MPMC


Massively Parallel Monte Carlo is a Monte Carlo method package primarily designed to simulate liquids, molecular interfaces, and functionalized nanoscale materials. It was developed originally by Jon Belof and is now maintained by a group of researchers in the Department of Chemistry and SMMARTT Materials Research Center at the University of South Florida. MPMC has been applied to the scientific research challenges of nanomaterials for clean energy, carbon sequestration, and molecular detection. Developed to run efficiently on the most powerful supercomputing platforms, MPMC can scale to extremely large numbers of CPUs or GPUs. Since 2012, MPMC has been released as an open-source software project under the GNU General Public License version 3, and the is hosted on GitHub.

History

MPMC was originally written by Jon Belof in 2007 for applications toward the development of nanomaterials for hydrogen storage. Since then MPMC has been released as an open source project and been extended to include a number of simulation methods relevant to statistical physics. The code is now further maintained by a group of researchers in the Department of Chemistry and SMMARTT Materials Research Center at the University of South Florida.

Features

MPMC is optimized for the study of nanoscale interfaces.
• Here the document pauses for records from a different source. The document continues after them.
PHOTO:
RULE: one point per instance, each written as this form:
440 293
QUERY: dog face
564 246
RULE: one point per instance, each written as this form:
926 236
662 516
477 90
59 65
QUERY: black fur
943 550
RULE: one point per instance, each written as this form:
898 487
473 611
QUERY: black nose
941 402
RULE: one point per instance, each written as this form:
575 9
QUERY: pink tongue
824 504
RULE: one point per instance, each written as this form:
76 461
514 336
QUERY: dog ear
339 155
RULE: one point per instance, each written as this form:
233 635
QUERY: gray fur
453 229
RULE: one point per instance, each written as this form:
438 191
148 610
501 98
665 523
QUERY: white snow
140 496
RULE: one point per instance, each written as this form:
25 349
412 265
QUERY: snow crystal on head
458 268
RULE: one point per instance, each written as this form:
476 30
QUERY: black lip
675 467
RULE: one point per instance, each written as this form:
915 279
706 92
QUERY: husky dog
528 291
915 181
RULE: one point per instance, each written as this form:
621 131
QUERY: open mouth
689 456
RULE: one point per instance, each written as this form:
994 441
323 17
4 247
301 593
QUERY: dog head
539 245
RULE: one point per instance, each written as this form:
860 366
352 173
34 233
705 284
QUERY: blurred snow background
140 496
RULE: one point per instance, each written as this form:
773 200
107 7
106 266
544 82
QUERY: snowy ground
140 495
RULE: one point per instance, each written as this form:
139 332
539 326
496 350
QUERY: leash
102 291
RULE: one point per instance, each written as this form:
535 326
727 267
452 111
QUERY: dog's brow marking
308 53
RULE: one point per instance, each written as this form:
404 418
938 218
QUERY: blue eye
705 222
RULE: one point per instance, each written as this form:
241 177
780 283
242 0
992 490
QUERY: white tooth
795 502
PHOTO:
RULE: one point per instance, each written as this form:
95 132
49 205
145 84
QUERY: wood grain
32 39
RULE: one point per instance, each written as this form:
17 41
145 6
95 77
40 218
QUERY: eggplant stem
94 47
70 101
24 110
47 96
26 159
MPMC supports simulation of Coulomb and Lennard-Jones systems, many-body polarization, coupled-dipole van der Waals, quantum rotational statistics, semi-classical quantum effects, advanced importance sampling methods relevant to fluids, and numerous tools for the development of intermolecular potentials. The code is designed to efficiently run on high-performance computing resources, including the network of some of the most powerful supercomputers in the world made available through the National Science Foundation supported project Extreme Science and Engineering Discovery Environment.

Applications

MPMC has been applied to the scientific challenges of discovering nanomaterials for clean energy applications, capturing and sequestering carbon dioxide, designing tailored organometallic materials for chemical weapons detection, and quantum effects in cryogenic hydrogen for spacecraft propulsion. Also simulated and published have been the solid, liquid, supercritical, and gaseous states of matter of nitrogen and carbon dioxide.